The term “containment” naturally recalls the US foreign policy toward the Soviet Union after Word War II, which built alliances to ring the Soviet empire. The Cold War was long, expensive and marked by proxy wars around the world, but a catastrophic war between the two superpowers was avoided, and in time the Soviet Union imploded. 

Iran is already partially surrounded by Sunni Arab states that are often hostile but dexterous in balancing power in the Gulf region. They would be helpful in preventing a new containment policy from leading to the aggressiveness and lack of caution that occasionally pushed containment close to conflict. 

The US would do well to consider a diplomatic opening with Iran, as president Richard Nixon (1969-1974) did with Moscow and Beijing. Nixon, as anti-communist as any American leader, recognized dangers and also diplomatic and commercial opportunities. The results of his policies were mixed, but tensions in many parts of the world eased. 

United States and Iranian goals in Iraq and Afghanistan overlap considerably. Both want a stable Iraq. Renewed civil war there could escalate into a regional conflict involving Sunni and Shi’ite powers in the Gulf and beyond.
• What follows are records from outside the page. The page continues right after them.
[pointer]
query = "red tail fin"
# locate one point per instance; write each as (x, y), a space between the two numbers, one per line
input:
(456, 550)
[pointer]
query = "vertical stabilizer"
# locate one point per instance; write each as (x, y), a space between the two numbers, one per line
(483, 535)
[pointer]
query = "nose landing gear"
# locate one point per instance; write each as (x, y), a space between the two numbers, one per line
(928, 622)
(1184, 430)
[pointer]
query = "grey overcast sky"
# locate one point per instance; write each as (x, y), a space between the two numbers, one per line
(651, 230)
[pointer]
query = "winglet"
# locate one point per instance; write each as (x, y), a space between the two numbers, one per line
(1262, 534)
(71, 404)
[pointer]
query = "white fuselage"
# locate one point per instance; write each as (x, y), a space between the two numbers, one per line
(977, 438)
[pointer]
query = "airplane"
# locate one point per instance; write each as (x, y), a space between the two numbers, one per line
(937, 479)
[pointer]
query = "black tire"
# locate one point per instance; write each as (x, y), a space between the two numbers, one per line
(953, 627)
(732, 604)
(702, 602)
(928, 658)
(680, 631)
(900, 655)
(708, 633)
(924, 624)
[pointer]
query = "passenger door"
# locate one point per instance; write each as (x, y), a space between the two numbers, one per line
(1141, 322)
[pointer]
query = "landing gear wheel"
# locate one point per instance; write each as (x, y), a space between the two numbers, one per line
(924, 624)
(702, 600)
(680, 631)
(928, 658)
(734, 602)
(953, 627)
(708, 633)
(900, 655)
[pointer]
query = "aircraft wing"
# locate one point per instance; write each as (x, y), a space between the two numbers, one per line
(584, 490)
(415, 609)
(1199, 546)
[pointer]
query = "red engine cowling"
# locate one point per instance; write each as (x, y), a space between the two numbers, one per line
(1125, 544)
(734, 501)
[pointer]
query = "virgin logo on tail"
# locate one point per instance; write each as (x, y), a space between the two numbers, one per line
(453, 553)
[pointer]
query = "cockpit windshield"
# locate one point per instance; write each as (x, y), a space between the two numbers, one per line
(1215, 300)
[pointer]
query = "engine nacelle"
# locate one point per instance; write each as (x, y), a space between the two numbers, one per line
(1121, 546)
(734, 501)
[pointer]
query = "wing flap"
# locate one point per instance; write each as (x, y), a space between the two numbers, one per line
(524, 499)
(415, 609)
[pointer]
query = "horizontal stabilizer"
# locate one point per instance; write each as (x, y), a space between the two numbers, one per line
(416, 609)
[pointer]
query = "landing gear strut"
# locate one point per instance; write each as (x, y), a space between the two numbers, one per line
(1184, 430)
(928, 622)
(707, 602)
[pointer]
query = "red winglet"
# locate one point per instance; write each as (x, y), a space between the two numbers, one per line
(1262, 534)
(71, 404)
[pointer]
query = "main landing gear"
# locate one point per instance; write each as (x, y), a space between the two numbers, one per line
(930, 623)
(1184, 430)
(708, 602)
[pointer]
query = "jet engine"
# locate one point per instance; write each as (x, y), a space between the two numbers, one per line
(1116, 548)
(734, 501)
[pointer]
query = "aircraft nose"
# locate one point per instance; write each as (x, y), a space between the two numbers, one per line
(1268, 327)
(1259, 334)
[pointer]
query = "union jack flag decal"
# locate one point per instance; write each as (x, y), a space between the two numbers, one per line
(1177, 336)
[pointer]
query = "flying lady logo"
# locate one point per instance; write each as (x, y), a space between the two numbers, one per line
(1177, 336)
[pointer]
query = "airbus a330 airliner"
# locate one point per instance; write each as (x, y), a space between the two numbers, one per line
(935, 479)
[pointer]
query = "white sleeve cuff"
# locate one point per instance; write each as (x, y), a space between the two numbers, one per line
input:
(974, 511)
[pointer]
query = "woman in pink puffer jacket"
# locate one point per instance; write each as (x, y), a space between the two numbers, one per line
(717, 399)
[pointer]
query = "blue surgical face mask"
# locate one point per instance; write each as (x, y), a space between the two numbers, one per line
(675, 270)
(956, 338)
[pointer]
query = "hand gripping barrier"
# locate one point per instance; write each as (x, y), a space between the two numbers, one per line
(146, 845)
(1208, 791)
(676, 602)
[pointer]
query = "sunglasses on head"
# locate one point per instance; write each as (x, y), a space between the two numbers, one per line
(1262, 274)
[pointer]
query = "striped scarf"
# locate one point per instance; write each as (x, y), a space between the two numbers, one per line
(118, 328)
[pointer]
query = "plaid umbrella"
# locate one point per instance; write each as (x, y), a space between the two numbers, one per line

Internal sectarian strife could involve the sizable Shi’ite populations of Saudi Arabia, Oman, Bahrain, the United Arab Emirates and Kuwait. It is worth noting that these Shi’ite minorities are often located in oil-producing areas. 

Iranian support to the Taliban, as noted, is light – and aimed at deterring US attacks and preventing a lengthy presence in an adjacent country. Iran’s ties with the Tajiks of northern Afghanistan, who comprise about 15% of the population, could be useful in bringing about a negotiated settlement – an outcome that parties, including the US, are working toward. 

An opening would naturally lead to objections from Israel and its supporters in the US, but easing tensions would not mean abandoning Israel or weakening its security. Quite the opposite. A diplomatic opening between the US and Iran would make Tehran more mindful of relations with America’s partners. 

In the 1980s, Israel recognized the intent of the rhetoric and maintained cordial relations with Iran, including the sale of military equipment to the Khomeini government, even while it was holding the American Embassy hostages. Israeli support continued during the Iran-Iraq war (1980-1988), and Iran provided intelligence for Israel’s strike on Iraq’s Osirak nuclear facility in 1980. Despite staggering differences, the two countries have had long-standing ties, based mainly on common opposition to Arab powers. Diplomatic history has known stranger rapprochements. 

Containment and diplomacy, despite uncertainties, offer attractions over tension and attack. Easing tensions would lead to greater cooperation in Iraq and Afghanistan and aid reformist momentum inside Iran. 

Brian M Downing is a national security analyst who has written for outlets across the political spectrum. He studied at Georgetown University and the University of Chicago, and did post-graduate work at Harvard’s Center for International Affairs.